Changes to Canadian Grain Declarations

- Grain elevator

Farmers are encouraged to closely read new grain declarations for the 2020-21 grain year following recent changes which now include a legally binding agreement as required by the Canadian Grain Commission (CGC), a news release from Alberta Wheat and Barley Commissions, says on Aug. 5.

“This change adds an additional level of liability that farmers need to be aware of. Grain declarations have always been contractual agreements between the farmer and the grain company, but now we have a regulatory requirement that could result in legal ramifications,” Todd Hames, Alberta Wheat Commission chair, says in the release.

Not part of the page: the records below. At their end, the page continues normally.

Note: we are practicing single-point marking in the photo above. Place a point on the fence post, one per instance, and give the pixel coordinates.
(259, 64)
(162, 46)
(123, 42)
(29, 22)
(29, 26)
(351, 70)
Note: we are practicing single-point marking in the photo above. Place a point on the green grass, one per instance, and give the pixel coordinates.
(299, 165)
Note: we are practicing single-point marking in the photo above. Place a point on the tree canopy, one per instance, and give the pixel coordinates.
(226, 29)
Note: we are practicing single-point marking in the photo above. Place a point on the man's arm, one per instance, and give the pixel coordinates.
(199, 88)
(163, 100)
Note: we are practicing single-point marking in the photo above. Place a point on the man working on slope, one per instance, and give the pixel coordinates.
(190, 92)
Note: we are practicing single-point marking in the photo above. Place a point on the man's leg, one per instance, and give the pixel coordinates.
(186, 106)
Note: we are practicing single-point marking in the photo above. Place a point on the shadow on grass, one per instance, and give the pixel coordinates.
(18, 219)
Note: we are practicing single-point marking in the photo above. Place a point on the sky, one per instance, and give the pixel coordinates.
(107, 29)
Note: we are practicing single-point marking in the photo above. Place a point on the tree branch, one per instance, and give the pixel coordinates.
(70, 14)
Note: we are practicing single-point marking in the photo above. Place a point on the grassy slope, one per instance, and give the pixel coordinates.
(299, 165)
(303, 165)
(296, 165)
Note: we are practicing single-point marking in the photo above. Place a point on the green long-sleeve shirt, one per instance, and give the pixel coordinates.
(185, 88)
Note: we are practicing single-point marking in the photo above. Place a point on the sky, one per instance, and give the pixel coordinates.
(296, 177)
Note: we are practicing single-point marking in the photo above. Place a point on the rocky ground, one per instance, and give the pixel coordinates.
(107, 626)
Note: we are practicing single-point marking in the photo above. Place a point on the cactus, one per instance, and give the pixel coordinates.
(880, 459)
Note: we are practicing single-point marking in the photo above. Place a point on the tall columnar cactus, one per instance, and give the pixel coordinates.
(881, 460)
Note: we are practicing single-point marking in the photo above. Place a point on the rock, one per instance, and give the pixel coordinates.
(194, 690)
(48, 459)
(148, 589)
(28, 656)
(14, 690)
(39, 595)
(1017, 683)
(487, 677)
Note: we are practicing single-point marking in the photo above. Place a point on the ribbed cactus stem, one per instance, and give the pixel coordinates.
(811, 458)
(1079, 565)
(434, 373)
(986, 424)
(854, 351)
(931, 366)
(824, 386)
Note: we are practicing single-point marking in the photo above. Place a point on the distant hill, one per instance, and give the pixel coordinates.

In many cases, the legally binding declaration required by the CGC is included as Part B of the annual contractual declaration required by grain companies to ensure farmers’ grain is eligible for delivery. While most grain deliveries have required similar declarations in the past, as of August 1 2020 all regulated grains which are delivered to CGC licensed elevators or processors require a declaration, the release notes.

These changes require farmers to declare that grain being delivered is of a variety eligible for the kind of grain and class, and are the result of recent amendments to the Canada Grain Act. The change extends to all deliveries of grains regulated under the Canada Grain Act, and knowingly making a false declaration is considered an offence under the Act, the release says.

The changes follow concessions made under the Canada-United States-Mexico Agreement (CUSMA) which allow American farmers to sell eligible classes and varieties of wheat into Canada. Rather than introducing a regulatory contract specific to the sale of wheat, the CGC has extended the regulations to cover all grain sales.